I’m rambling, avoiding saying directly what I mean to say: there will be no accountability for torture. Some argue for pardoning those involved as a way to arrive at truth, that by letting go the threat of criminal charges we (the people) can finally learn what crimes were committed, and officially, presidentially, recognize that crimes were committed.

It is doubtful we will get even that.

Still, we have the torture report, and (some) crimes documented which were only previously suspected. Good, knowledge is good.

But then what? Knowledge of torture committed is not sufficient inoculation against torture being committed.

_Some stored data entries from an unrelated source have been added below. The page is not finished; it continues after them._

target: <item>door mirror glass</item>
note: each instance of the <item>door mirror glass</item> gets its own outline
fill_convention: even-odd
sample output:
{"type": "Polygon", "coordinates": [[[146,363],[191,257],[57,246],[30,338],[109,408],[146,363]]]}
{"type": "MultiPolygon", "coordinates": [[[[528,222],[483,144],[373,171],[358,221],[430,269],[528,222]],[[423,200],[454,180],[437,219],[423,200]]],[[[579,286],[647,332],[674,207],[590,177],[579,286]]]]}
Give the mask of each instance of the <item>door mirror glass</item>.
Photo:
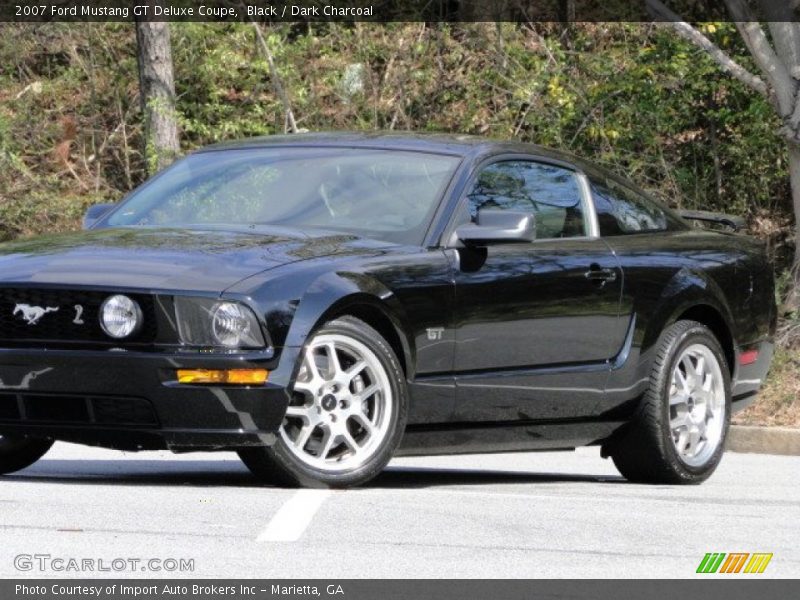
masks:
{"type": "Polygon", "coordinates": [[[481,209],[475,223],[459,227],[456,236],[465,246],[532,242],[536,239],[536,217],[526,211],[481,209]]]}

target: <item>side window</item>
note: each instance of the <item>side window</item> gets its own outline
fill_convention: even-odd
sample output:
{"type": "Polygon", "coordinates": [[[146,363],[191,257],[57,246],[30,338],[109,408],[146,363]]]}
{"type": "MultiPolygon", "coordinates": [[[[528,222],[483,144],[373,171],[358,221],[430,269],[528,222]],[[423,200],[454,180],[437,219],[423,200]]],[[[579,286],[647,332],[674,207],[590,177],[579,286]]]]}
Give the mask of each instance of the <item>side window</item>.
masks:
{"type": "Polygon", "coordinates": [[[600,235],[625,235],[647,231],[666,231],[666,212],[657,204],[618,183],[592,182],[592,197],[600,235]]]}
{"type": "Polygon", "coordinates": [[[586,235],[583,198],[572,171],[530,161],[486,166],[469,194],[470,216],[480,209],[529,211],[536,215],[539,239],[586,235]]]}

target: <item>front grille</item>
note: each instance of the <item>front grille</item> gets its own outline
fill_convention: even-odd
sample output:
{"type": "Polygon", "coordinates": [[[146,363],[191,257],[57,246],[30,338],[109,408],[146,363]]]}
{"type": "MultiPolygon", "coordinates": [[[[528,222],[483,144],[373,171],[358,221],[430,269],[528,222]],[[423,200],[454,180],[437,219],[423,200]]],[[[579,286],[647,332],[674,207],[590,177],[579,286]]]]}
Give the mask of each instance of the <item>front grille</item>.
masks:
{"type": "Polygon", "coordinates": [[[66,394],[0,394],[0,422],[64,425],[158,424],[144,398],[66,394]]]}
{"type": "Polygon", "coordinates": [[[0,421],[19,421],[19,403],[15,396],[0,396],[0,421]]]}
{"type": "Polygon", "coordinates": [[[153,407],[142,398],[92,398],[95,423],[153,425],[153,407]]]}
{"type": "Polygon", "coordinates": [[[89,423],[89,404],[79,396],[22,396],[28,421],[56,423],[89,423]]]}
{"type": "MultiPolygon", "coordinates": [[[[109,338],[103,332],[98,320],[101,304],[112,294],[113,292],[81,290],[0,288],[0,340],[119,344],[119,341],[109,338]],[[41,313],[40,309],[47,312],[36,318],[37,313],[41,313]],[[37,313],[32,313],[31,310],[37,313]],[[35,322],[26,320],[26,311],[29,317],[36,319],[35,322]]],[[[146,294],[129,296],[141,306],[144,326],[136,336],[126,339],[125,343],[150,343],[157,333],[153,298],[146,294]]]]}

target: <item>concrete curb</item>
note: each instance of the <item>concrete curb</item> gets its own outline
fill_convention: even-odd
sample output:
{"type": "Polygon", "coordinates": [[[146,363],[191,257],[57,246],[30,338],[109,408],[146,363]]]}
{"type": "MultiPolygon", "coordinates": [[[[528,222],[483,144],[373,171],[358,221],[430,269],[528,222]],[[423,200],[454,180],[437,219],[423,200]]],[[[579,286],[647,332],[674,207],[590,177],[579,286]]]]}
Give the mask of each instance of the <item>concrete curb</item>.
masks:
{"type": "Polygon", "coordinates": [[[800,429],[732,425],[725,449],[728,452],[800,455],[800,429]]]}

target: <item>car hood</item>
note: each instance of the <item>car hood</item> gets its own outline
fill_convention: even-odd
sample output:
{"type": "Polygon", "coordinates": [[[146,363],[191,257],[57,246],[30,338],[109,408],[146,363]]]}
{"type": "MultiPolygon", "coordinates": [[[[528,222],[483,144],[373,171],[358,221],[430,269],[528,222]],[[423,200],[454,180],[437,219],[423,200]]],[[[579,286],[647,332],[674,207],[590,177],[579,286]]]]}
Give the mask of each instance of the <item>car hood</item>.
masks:
{"type": "Polygon", "coordinates": [[[283,228],[98,229],[0,244],[0,285],[222,292],[280,265],[386,245],[283,228]]]}

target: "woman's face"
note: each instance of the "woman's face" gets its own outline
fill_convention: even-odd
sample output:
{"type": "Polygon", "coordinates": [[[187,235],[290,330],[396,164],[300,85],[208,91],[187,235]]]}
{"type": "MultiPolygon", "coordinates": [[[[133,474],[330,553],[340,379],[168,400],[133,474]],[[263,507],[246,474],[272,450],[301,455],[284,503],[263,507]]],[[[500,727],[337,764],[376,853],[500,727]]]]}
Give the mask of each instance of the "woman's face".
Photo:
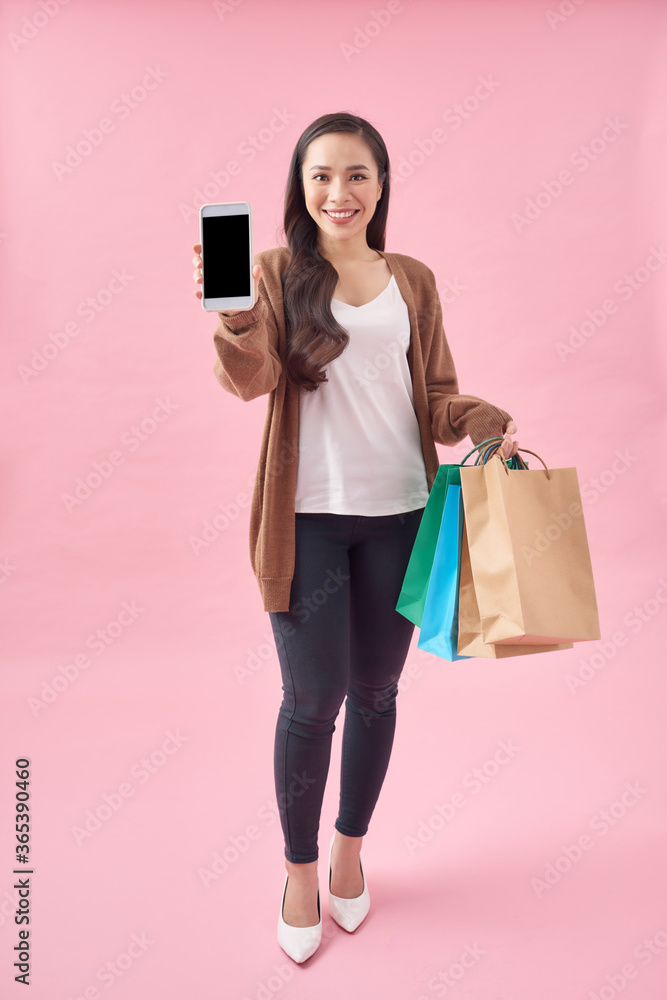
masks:
{"type": "Polygon", "coordinates": [[[382,194],[370,147],[359,136],[330,132],[313,139],[302,168],[306,208],[328,240],[364,234],[382,194]],[[330,212],[352,212],[339,221],[330,212]]]}

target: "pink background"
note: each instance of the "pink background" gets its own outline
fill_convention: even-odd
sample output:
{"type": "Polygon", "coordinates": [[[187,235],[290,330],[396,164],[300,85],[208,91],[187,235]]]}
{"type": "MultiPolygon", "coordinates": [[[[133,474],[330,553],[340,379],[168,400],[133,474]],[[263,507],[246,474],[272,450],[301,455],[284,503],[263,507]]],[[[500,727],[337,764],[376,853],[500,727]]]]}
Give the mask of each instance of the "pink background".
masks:
{"type": "Polygon", "coordinates": [[[3,996],[24,995],[26,756],[35,1000],[663,1000],[667,6],[560,8],[3,4],[3,996]],[[202,201],[247,199],[255,249],[275,246],[294,144],[339,110],[385,138],[386,249],[434,270],[461,391],[577,468],[602,641],[451,664],[415,630],[364,841],[371,913],[348,936],[324,902],[300,968],[275,937],[281,688],[248,553],[267,400],[213,376],[191,245],[202,201]]]}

Coming clean will not make us clean.





Listen boy I’m getting tired of you

28 07 2013

Anthony Weiner is an idiot.

Yes, for the obvious reason of thinking he could get away with sending crotch shots (solicited and not) to and sexting with women not-his-wife, but also for thinking this latest revelation was No Big Deal.

He did intimate, in that long groundwork-for-a-comeback piece in the New York Times Magazine that there were  more sexts out there and they might surface, but as others have pointed out, he also implied that these, uh, indiscretions were looooong behind him.

Hence the more-damning-politically idiocy: He didn’t come clean when he had the chance. Had he said, in the long ground-work-for-a-comeback piece, that it took him awhile to get himself under control, that the sexting continued through the summer of 2012, he would have opened himself to  tough questions about his habits and appetites, questions he managed to duck when he resigned his Congressional seat and retreated to private life.

But in taking that opening, he would have inoculated himself from the derision which attends the latest revelation, forestalled the contempt attendant on the lies about the extent of his crotch-shotting, and thus might still have had a shot at becoming mayor.

I guess he still does, but this past week that shot became a whole lot longer.